O certo é que não foi o gaúcho que inventou esse tipo de execução, que desde os tempos bíblicos é usada pela “humanidade” como forma de aterrorizar os inimigos.
Assim como é certo que, desde o século XVII, a gauchada do outro lado da fronteira usou e abusou deste recurso perverso para eliminar seus adversários. Tanto no Uruguai como na Argentina.
Alguns até se tornaram tristemente famosos por isto, como Manoel Oribe, o “Tigre de Palermo“, Juan Manuel Rosas, o “Corta Cabezas” e o general Facundo Quiroga, que tinha como lema e bandeira “sangue, terror, barbárie“.
Todos eles chegaram ao poder, e o exerceram, pela violência e terror. Todos com uma história de crueldade sem igual por estes lados do mundo.
Na verdade, o hábito de matar o adversário cortando a garganta está presente na cultura gaúcha, ou gaucha, desde os tempos coloniais. E foram os próprios exércitos imperiais de Portugal e Espanha que começaram a utilizá-lo com objetivo de dominar pelo medo.
Sepé Tiarajú que o diga, já que tão logo seu corpo caiu morto em Caiboaté, sua cabeça foi arrancada do corpo.
E assim também na retomada das Missões, quando as milícias portuguesas usaram e abusaram desta triste prática para por as mãos, o mais rápido possível, nas terras indígenas reivindicadas por Artigas e Andrés Guasurarí para a Liga de Los Pueblos Libres.
Há também relatos de degolas praticadas durante a Revolução Farroupilha (e não foram poucos casos), mas literalmente esquecidas pela historiografia oficial, já que maculava a vida e a obra de alguns de seus principais líderes. Afinal, não fica bem para ninguém ter degolas no currículo.
E também não foram poucos os paraguaios que sentiram o fio de adagas rio-grandenses no pescoço durante a Guerra da Tríplice Aliança. Na verdade, a simples menção que havia tropas gaúchas por perto deixava em pânico a população daquele país, dividida entre o terror de Estado imposto por Solano Lopez e o tratamento dispensado pelas forças de ocupação.
Consideravam a gauchada como um bando de bárbaros, tanto que chamavam a lendária cavalaria rio-grandense de “Cavalaria Loca” pelas suas arrojadas manobras em combate e também seu comportamento fora da peleia.
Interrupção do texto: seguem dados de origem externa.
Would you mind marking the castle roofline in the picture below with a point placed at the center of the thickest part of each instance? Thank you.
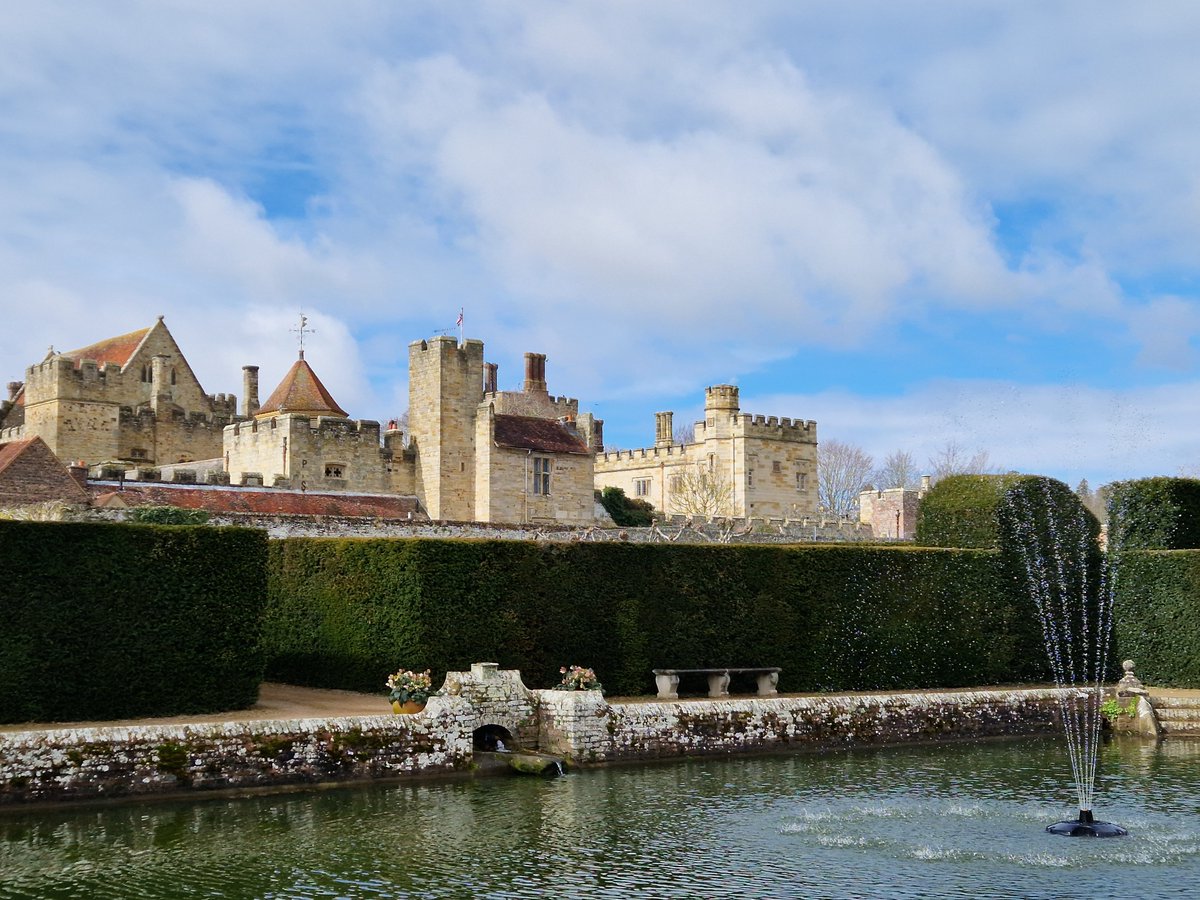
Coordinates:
(119, 349)
(547, 436)
(300, 391)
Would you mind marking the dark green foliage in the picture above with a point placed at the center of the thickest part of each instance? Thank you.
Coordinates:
(960, 511)
(168, 515)
(113, 621)
(1157, 616)
(1050, 553)
(345, 613)
(625, 511)
(1155, 514)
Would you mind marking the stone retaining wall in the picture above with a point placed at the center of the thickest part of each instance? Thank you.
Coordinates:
(585, 729)
(581, 726)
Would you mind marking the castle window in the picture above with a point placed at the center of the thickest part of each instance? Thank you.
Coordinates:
(541, 468)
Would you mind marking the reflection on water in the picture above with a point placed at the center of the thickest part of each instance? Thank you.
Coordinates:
(951, 821)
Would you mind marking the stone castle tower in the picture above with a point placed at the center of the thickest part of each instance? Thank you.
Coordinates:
(445, 387)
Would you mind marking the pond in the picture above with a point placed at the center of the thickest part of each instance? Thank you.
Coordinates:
(957, 820)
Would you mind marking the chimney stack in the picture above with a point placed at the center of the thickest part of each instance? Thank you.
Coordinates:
(664, 429)
(249, 390)
(535, 373)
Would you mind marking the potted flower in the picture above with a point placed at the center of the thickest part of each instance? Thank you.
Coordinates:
(408, 691)
(577, 678)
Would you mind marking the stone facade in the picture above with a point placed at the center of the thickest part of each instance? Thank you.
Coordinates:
(892, 513)
(132, 399)
(30, 473)
(738, 465)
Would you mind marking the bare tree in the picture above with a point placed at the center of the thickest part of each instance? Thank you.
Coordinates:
(953, 459)
(898, 471)
(843, 472)
(697, 491)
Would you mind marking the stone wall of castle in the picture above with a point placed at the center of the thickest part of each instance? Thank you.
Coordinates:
(737, 465)
(504, 483)
(153, 409)
(445, 385)
(324, 454)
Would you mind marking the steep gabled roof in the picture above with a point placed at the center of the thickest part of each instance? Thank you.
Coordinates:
(115, 349)
(547, 436)
(300, 391)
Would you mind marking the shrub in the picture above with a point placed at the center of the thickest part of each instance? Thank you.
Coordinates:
(118, 621)
(960, 511)
(627, 511)
(1155, 514)
(167, 515)
(1157, 616)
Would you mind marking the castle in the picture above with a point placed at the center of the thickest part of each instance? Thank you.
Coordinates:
(472, 453)
(736, 465)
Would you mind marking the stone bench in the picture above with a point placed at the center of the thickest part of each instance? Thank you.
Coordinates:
(667, 681)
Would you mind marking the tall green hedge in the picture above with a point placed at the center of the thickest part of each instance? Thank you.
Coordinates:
(118, 621)
(1155, 514)
(1157, 616)
(960, 511)
(343, 613)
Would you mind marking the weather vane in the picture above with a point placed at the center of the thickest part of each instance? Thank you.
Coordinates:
(303, 330)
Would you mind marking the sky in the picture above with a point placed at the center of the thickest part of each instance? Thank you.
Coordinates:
(913, 223)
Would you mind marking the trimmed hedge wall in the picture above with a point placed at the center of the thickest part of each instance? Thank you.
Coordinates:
(345, 613)
(1157, 616)
(960, 511)
(117, 621)
(1155, 514)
Mas foi na Revolução Federalista de 1893 que a prática de degolar foi aprimorada com requintes de pavor. Tanto que até explicações “científicas”, como era costume se dizer na época, surgiram para justificar tão desumano ato.
“O gaúcho é, essencialmente, um criador de gado que tem maestria no manejo de lâminas. E, assim, vê sangue com naturalidade” diziam uns. “Na guerra de movimentos e de poucos recursos, não há condições de ter e fazer prisioneiros. Então, faca na garganta para economizar munição, tempo e alimentos”, concluíam outros.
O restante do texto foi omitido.